If filmmaker Catherine Breillat could be anyone in the world, she’d be the man pictured at left. Yes, the guy who looks like Lemmy from Motorhead dressed for the Dickens Fair.
“I have always said that if I had been born in a different century, I would have been Jules Barbey d’Aurevilly,” says the director of “The Last Mistress,” which opened in the US last week.
The film, which is loosely based on a novel by d’Aurevilly, centers around Ryno de Marigny, a proud libertine and gambler who strolls through life with his “hands in his pockets and nose in the air.”
The film stars prettyboy newcomer and Angelina Jolie lookalike (emphasis on jolie) Fu’ad Ait Aattou, who had never acted before and who therefore gives off the requisite air of dandy detachment.
Asia Argento, daughter of Italian horror film legend Dario Argento, is the film’s leading lady and a classic belle-laide.
Fans of Barbey’s fiction will enjoy a long sequence in the heart of the film that makes use of his favorite literary device, the recit parlé, or spoken narrative. Breillat’s adaptation also preserves the themes of mystery, revenge, passion and death that permeate all the work of Barbey, who was born in the sign of Scorpio and shares the sign’s preoccupations to the highest degree.
The press kit for the film includes the following remarks from Breillat:
On discovering the book Une Vieille Maitresse: I enjoyed the dandyism, a last shout from the aristocracy. Just like the Marquise de Flers, I am “absolutely 18th century.” The 18th century was more elegant and open-minded than the 19th, when the middle classes came into power, bringing narrow-mindedness and rigorously strict moral principles.
I also loved all these highly androgynous characters. Ryno is a terrible womanizer, a sort of Valmont (DANGEROUS LIAISONS), but he is also, like many dandies, deeply feminine. I’ve often dreamt about Michelangelo and the “Portrait of a Young Man” by Lorenzo Lotto (which is also in the film), about these men of dazzling beauty, a certain feminine beauty, yet without being effeminate.

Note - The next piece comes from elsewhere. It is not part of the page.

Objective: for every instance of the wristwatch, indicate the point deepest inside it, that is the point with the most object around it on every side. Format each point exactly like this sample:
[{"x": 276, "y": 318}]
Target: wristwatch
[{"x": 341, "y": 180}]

The story could only take place in an aristocratic environment. When struggling to survive, feeding a family and finding a room for shelter, there is no time for the leisure of romance. Not enough time to experience the pureness. Sentiment can only be expressed in a certain level of comfort where it is not tainted by the harsh realities of life. The way many great authors of that era expressed strong feeling in such idealistic settings has always fascinated me. Aristocracy simply lends itself to the refinery of sentiments.